Provincial court Judge Michelle Christopher sentenced Dunn to a 30-day conditional sentence on June 29, 2021. The first 15 days would be house arrest. For the second half, he would be confined to his home between 10 p.m. and 6 a.m. under a night curfew. The judge allowed exceptions: six hours per week to shop for necessities, time for medical appointments, and permission to attend religious services. Crown prosecutor Ryan Pollard had asked for nine months in jail. Christopher rejected that request, telling Dunn directly that he was not a bad person, only that he had lost his temper in a way a police officer simply cannot afford to lose it.

The judge's language was careful. She called what Dunn did police brutality. She acknowledged the seriousness of an officer using force against a restrained person. Yet the sentence she imposed amounted to house arrest with exceptions—a punishment closer to inconvenience than incarceration. Dunn's defence lawyer, Cory Wilson, had argued successfully that jail was unnecessary. The judge agreed.

Dalia Kafi died four days after the sentencing was handed down. She died from a drug overdose, according to sources. The timing created a stark footnote to the case: the woman Dunn had thrown to the floor was gone, and the man who threw her would spend his evenings at home. Whether the assault contributed to her death, whether it accelerated a trajectory already in motion, remains unclear. What is clear is that Kafi's life ended while Dunn's sentence was measured in weeks.
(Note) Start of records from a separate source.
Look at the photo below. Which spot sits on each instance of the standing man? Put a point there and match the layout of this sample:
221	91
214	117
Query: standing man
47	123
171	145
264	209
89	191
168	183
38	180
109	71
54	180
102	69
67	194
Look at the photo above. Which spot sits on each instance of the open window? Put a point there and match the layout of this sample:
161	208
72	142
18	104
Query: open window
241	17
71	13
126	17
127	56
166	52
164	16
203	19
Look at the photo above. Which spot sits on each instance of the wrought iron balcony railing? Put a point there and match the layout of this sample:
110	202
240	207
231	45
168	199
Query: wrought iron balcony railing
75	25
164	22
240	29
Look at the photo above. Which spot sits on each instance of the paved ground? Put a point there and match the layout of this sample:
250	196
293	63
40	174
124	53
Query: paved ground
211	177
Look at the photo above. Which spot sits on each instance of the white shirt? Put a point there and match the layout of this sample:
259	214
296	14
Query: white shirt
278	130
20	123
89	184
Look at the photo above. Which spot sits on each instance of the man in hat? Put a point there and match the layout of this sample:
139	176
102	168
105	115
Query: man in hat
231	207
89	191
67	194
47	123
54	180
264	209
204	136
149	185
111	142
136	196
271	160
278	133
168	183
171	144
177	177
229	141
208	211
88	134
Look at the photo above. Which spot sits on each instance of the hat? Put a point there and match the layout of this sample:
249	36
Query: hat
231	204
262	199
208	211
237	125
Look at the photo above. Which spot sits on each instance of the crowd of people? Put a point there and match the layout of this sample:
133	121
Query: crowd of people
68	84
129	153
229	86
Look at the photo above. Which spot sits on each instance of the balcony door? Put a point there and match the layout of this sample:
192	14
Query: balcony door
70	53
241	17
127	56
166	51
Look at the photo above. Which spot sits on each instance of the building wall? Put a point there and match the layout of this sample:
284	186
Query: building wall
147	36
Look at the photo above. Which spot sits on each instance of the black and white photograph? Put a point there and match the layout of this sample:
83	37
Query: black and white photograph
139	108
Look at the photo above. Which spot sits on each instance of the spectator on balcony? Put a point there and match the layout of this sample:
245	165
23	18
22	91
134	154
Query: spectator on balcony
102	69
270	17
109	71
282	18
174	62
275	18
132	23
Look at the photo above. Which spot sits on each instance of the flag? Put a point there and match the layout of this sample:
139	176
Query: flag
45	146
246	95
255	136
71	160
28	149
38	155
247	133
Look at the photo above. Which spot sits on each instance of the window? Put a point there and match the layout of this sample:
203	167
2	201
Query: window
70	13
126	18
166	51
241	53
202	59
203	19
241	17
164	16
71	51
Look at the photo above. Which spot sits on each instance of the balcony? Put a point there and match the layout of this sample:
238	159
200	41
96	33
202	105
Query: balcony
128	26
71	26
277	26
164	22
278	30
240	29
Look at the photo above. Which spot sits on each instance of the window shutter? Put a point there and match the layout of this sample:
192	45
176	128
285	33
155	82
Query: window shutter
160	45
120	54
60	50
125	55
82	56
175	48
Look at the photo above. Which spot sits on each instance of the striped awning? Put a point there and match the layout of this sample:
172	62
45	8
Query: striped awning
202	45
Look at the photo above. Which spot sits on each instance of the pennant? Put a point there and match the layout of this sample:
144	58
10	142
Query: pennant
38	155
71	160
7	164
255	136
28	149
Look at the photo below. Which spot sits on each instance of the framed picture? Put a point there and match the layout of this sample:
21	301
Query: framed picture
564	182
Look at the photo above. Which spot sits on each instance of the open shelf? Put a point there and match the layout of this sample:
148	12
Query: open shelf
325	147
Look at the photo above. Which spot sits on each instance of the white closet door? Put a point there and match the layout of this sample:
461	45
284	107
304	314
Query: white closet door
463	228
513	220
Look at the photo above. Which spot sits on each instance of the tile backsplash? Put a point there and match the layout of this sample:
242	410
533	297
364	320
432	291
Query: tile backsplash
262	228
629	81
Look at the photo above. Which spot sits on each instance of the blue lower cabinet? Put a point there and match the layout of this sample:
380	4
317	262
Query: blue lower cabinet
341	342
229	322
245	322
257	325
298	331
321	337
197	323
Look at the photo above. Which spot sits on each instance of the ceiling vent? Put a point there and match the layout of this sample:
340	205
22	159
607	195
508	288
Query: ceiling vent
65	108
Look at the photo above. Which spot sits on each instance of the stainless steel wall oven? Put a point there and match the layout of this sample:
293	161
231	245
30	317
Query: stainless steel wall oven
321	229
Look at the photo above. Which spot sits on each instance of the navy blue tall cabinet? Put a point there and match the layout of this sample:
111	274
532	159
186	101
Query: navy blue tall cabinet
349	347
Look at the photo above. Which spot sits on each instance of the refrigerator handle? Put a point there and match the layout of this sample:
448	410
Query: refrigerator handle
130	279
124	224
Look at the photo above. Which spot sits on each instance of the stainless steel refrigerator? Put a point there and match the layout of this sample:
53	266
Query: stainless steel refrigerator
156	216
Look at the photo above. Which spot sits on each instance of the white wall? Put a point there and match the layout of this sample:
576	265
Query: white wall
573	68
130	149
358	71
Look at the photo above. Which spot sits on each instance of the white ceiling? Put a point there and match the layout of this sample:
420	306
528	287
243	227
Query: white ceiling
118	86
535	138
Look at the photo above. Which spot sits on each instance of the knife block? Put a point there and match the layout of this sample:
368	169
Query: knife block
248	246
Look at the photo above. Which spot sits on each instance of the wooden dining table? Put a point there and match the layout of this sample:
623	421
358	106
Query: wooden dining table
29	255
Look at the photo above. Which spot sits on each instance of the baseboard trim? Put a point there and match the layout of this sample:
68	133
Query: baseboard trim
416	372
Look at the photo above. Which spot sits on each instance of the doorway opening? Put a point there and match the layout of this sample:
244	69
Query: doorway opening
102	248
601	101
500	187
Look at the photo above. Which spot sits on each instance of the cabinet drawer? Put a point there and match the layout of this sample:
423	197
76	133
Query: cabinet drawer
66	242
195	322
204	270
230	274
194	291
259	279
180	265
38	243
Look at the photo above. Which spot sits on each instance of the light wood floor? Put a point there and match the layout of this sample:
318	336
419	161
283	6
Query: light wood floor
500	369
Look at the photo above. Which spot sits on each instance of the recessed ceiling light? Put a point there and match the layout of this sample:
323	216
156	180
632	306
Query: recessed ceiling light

I don't think you're a bad person. As a police officer you just can't lose your temper.
— Judge Michelle Christopher to Alexander Dunn
La Conversación del Hearth Otra perspectiva de la historia
Inventor

Why does a judge call something police brutality and then hand down such a light sentence?

Model

Because the law distinguishes between naming a wrong and punishing it severely. Christopher acknowledged the act was brutal—that's the legal finding. But sentencing involves other calculations: prior record, remorse, whether jail serves a purpose. She decided it didn't.

Inventor

But he was a police officer. Doesn't that demand a harsher response?

Model

You'd think so. The judge even said to him directly: as a police officer, you can't lose your temper. Yet that awareness didn't translate into the nine months the Crown asked for. It translated into house arrest.

Inventor

What was Kafi doing that made her worth arresting in the first place?

Model

She lied about her identity at a traffic stop and was violating a curfew. Small infractions. She was a passenger in a car, late getting home. That's what brought her into contact with Dunn that night.

Inventor

And the flinch—that's what triggered him?

Model

Yes. She pulled away twice when he tried to remove her head scarf. On the second pull, he responded with force. A restrained person, handcuffed, and he threw her to the floor. The judge saw it as a loss of temper. The Crown saw it as assault warranting prison time.

Inventor

What does it mean that she died days later?

Model

It means the last interaction many people had with Kafi was this one—being thrown to the floor by someone with authority. Whether that accelerated her death or was separate from it, we don't know. But the timing makes the light sentence harder to sit with.